Editor’s Note: As Chris Fox explained in the recent “No Music in the NLL” post, we’ll be showcasing a lot more Canadian and box lacrosse content on LAS this winter. As a sort of counter point to Connor Wilson’s “US Youth Box Lacrosse is Making Strides“, Jeff Matheson is here to explain why we won’t be seeing a rash of US NLL players any time soon. The US may still have a long way to go after all. Where do you stand on the issue?
I love seeing the growth of box Lacrosse south of the border as it results into more people playing, which is the ultimate goal with any sport. This translates into the American box leagues pumping out NLL players in no time right? Well, not exactly.
First of all, look at this picture I put together above as a comparison.
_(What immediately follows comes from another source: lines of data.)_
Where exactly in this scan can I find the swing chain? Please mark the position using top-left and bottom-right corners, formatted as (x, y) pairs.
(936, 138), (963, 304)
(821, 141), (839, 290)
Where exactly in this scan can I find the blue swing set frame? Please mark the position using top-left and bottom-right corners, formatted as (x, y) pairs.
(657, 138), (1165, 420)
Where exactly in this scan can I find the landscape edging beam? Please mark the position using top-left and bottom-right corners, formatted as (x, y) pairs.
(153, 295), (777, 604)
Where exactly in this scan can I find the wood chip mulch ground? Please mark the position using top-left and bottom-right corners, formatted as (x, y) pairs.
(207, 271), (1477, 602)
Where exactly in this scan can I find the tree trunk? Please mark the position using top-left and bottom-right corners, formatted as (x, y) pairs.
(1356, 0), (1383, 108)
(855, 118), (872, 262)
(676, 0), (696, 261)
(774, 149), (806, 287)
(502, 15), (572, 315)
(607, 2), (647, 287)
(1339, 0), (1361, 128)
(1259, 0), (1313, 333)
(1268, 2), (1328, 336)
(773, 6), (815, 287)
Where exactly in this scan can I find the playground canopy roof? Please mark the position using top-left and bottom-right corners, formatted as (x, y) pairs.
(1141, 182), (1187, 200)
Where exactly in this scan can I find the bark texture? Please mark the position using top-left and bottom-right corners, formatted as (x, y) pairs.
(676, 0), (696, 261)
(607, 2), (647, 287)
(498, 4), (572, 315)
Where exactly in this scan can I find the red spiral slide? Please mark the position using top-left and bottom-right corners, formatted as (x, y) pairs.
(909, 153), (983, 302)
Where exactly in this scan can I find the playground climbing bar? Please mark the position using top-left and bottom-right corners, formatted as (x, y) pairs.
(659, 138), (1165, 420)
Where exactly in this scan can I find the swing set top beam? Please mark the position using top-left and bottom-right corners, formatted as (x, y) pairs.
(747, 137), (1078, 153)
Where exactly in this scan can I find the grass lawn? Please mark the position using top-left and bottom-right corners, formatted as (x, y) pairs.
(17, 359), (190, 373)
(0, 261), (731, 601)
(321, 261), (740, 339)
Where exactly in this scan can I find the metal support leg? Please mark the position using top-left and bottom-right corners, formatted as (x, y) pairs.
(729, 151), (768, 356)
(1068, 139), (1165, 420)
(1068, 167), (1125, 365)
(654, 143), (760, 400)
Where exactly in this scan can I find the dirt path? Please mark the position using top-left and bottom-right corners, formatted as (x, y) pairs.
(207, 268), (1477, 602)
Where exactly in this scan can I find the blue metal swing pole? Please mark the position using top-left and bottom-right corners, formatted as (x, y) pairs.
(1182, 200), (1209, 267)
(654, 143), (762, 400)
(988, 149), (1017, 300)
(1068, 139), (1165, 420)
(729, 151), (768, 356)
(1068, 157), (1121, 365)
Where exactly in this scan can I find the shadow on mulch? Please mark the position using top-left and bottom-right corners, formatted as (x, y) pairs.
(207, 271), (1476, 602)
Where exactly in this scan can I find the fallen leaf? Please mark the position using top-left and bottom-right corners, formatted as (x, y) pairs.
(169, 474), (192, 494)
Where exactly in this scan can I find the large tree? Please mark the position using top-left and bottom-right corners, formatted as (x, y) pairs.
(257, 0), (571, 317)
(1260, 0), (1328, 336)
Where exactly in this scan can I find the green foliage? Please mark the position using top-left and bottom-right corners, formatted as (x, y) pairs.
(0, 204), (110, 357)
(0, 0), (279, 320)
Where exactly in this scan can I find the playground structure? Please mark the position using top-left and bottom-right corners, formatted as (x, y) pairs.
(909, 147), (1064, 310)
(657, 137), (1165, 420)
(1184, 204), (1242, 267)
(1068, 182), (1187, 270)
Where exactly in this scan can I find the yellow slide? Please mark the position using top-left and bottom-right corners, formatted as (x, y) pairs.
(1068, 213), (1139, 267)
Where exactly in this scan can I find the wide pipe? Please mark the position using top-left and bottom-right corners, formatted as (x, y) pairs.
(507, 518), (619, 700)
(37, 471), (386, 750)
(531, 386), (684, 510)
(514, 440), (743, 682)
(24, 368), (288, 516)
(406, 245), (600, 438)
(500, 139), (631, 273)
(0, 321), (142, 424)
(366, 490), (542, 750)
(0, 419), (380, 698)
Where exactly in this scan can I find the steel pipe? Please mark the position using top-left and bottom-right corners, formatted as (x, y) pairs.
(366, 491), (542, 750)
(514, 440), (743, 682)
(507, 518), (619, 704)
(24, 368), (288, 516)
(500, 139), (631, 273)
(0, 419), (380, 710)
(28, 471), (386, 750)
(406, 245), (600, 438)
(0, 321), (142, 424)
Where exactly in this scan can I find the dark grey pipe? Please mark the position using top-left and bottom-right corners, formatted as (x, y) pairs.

On the left is Canadian box lacrosse: playing in a hockey rink with solid boards and glass, a visibly obvious crease, and matching uniforms & helmets. On the right is the American version of the same thing: first of all the net is yellow and might even glow in the dark, there are more colours of helmets than Cascade’s website, and they are playing in what looks like an aquarium without the water in it. All kidding aside, let’s get to the REAL point.
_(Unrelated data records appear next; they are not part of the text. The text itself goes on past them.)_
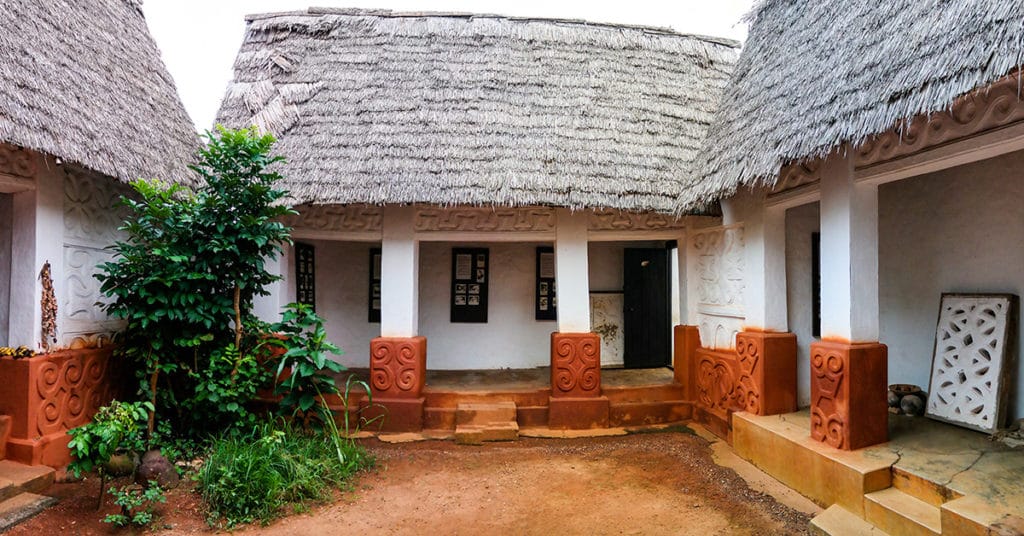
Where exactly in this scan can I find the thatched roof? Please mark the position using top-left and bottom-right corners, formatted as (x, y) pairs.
(681, 0), (1024, 208)
(218, 8), (737, 212)
(0, 0), (199, 181)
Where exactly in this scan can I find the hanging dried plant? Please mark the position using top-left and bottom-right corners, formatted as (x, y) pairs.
(39, 260), (57, 352)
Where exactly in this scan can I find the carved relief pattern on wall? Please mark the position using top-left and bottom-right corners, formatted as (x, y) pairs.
(57, 166), (128, 347)
(687, 224), (744, 348)
(771, 159), (821, 194)
(284, 205), (381, 233)
(927, 294), (1012, 431)
(811, 345), (848, 449)
(854, 74), (1024, 167)
(36, 352), (113, 436)
(589, 209), (686, 231)
(0, 142), (36, 178)
(697, 348), (761, 413)
(414, 207), (555, 232)
(370, 338), (426, 398)
(551, 333), (601, 397)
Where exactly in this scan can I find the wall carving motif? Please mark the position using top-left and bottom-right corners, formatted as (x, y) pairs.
(551, 333), (601, 397)
(35, 351), (113, 436)
(589, 209), (686, 231)
(854, 75), (1024, 167)
(811, 344), (849, 449)
(414, 207), (555, 233)
(927, 294), (1014, 432)
(370, 337), (427, 398)
(687, 224), (745, 348)
(284, 205), (381, 233)
(0, 142), (36, 178)
(771, 159), (821, 194)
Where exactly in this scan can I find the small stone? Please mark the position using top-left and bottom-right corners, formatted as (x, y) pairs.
(899, 395), (925, 415)
(887, 390), (899, 408)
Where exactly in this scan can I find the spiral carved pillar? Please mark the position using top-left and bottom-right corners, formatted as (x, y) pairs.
(365, 337), (427, 431)
(548, 332), (609, 429)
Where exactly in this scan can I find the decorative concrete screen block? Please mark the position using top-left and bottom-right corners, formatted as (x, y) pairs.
(370, 337), (427, 399)
(551, 332), (601, 398)
(926, 294), (1017, 432)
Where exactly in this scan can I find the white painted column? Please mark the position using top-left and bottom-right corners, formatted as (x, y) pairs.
(381, 207), (417, 337)
(821, 155), (879, 342)
(8, 163), (66, 349)
(555, 208), (590, 333)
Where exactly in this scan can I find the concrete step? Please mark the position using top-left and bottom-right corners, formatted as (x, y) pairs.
(808, 504), (887, 536)
(0, 415), (11, 460)
(864, 488), (942, 536)
(0, 460), (56, 493)
(455, 421), (519, 445)
(455, 402), (516, 429)
(0, 493), (57, 533)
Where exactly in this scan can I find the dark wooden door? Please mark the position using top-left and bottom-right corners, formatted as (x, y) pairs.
(623, 248), (671, 369)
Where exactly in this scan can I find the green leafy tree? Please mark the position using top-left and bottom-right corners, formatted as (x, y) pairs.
(96, 127), (295, 434)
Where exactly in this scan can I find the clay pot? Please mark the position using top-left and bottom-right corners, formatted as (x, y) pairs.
(135, 450), (181, 490)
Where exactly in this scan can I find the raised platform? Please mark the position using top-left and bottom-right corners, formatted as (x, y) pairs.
(733, 411), (1024, 535)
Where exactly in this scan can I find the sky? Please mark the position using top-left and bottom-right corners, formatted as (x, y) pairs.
(142, 0), (753, 131)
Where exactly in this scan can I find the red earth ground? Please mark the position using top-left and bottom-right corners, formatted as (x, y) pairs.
(8, 426), (808, 536)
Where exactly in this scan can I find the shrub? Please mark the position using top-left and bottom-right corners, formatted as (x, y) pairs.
(197, 424), (373, 527)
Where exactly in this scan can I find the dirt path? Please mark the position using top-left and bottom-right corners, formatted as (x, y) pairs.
(10, 428), (808, 536)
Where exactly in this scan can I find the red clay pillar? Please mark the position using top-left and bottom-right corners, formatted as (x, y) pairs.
(548, 332), (609, 429)
(368, 337), (427, 431)
(811, 341), (889, 450)
(736, 331), (797, 415)
(672, 326), (700, 401)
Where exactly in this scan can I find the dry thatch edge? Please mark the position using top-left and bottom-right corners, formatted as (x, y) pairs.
(677, 0), (1024, 211)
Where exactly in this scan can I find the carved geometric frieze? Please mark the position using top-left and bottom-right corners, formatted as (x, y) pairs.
(854, 74), (1024, 167)
(551, 332), (601, 398)
(282, 205), (381, 233)
(370, 337), (427, 399)
(414, 207), (555, 232)
(0, 142), (36, 178)
(926, 294), (1016, 432)
(589, 209), (686, 231)
(771, 159), (821, 194)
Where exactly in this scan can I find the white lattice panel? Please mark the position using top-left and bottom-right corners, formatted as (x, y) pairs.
(927, 294), (1014, 432)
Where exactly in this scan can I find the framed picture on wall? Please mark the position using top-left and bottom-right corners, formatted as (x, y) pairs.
(368, 248), (381, 323)
(534, 246), (558, 320)
(295, 242), (316, 312)
(452, 248), (490, 323)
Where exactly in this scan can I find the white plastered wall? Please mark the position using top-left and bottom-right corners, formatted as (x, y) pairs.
(785, 203), (819, 407)
(419, 242), (557, 370)
(879, 148), (1024, 419)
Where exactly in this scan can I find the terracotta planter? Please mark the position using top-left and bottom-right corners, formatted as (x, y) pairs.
(0, 347), (115, 467)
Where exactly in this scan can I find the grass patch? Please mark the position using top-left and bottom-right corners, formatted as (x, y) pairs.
(197, 423), (374, 528)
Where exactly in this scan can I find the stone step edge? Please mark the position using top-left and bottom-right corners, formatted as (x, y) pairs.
(808, 504), (889, 536)
(0, 492), (57, 533)
(864, 488), (942, 534)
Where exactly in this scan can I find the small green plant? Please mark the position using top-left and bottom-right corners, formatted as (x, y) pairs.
(197, 421), (373, 527)
(103, 481), (167, 527)
(68, 401), (153, 509)
(267, 303), (345, 420)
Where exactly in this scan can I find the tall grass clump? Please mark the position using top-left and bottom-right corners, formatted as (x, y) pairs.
(198, 422), (373, 527)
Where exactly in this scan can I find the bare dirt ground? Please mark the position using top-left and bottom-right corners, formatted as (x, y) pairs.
(9, 428), (808, 535)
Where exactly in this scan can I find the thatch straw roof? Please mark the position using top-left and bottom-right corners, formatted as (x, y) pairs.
(218, 8), (737, 212)
(0, 0), (199, 181)
(680, 0), (1024, 208)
If you look at any NLL roster you will notice one common trait: at least ninety percent, if not all of the players, are from either from the Toronto or Vancouver areas and the surrounding suburbs. Did you ever wonder why this is?
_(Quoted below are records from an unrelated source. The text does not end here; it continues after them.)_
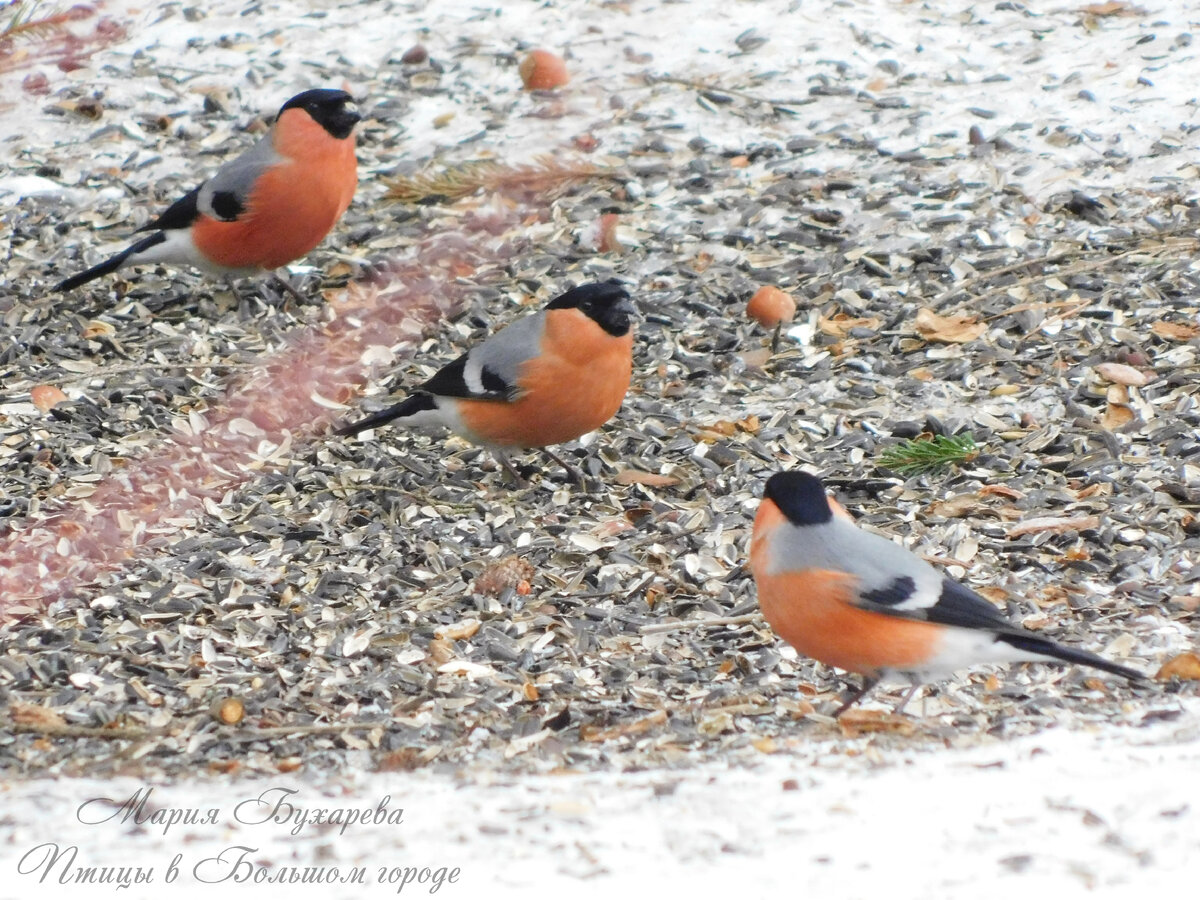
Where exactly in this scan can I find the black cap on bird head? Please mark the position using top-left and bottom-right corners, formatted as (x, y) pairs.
(546, 281), (634, 337)
(280, 88), (362, 140)
(763, 472), (833, 526)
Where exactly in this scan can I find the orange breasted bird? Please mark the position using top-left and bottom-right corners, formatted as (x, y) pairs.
(750, 472), (1142, 715)
(54, 90), (361, 290)
(336, 282), (634, 481)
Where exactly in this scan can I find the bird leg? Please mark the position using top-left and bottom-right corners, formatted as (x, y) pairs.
(541, 446), (583, 485)
(892, 682), (925, 719)
(833, 676), (880, 719)
(271, 270), (305, 306)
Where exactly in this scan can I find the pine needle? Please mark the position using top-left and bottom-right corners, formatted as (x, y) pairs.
(880, 432), (979, 475)
(385, 156), (616, 204)
(0, 0), (68, 43)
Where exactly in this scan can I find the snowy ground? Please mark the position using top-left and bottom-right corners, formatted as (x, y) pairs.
(4, 702), (1200, 900)
(0, 0), (1200, 900)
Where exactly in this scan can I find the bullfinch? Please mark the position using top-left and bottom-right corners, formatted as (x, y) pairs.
(750, 472), (1142, 715)
(336, 282), (634, 482)
(54, 90), (361, 292)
Here’s why: those are the only two areas with high-level minor and senior box lacrosse programs. These programs are equipped with enough coaches that know what they are talking about, appropriate facilities and equipment, and enough talented players to have a handful of teams. This constant high-level of competition between multiple teams that spans decades is where professional athletes come from, not from start-up leagues fooling around in makeshift arenas. I am not saying that they cannot eventually pump players into the pro leagues just don’t expect it anytime soon.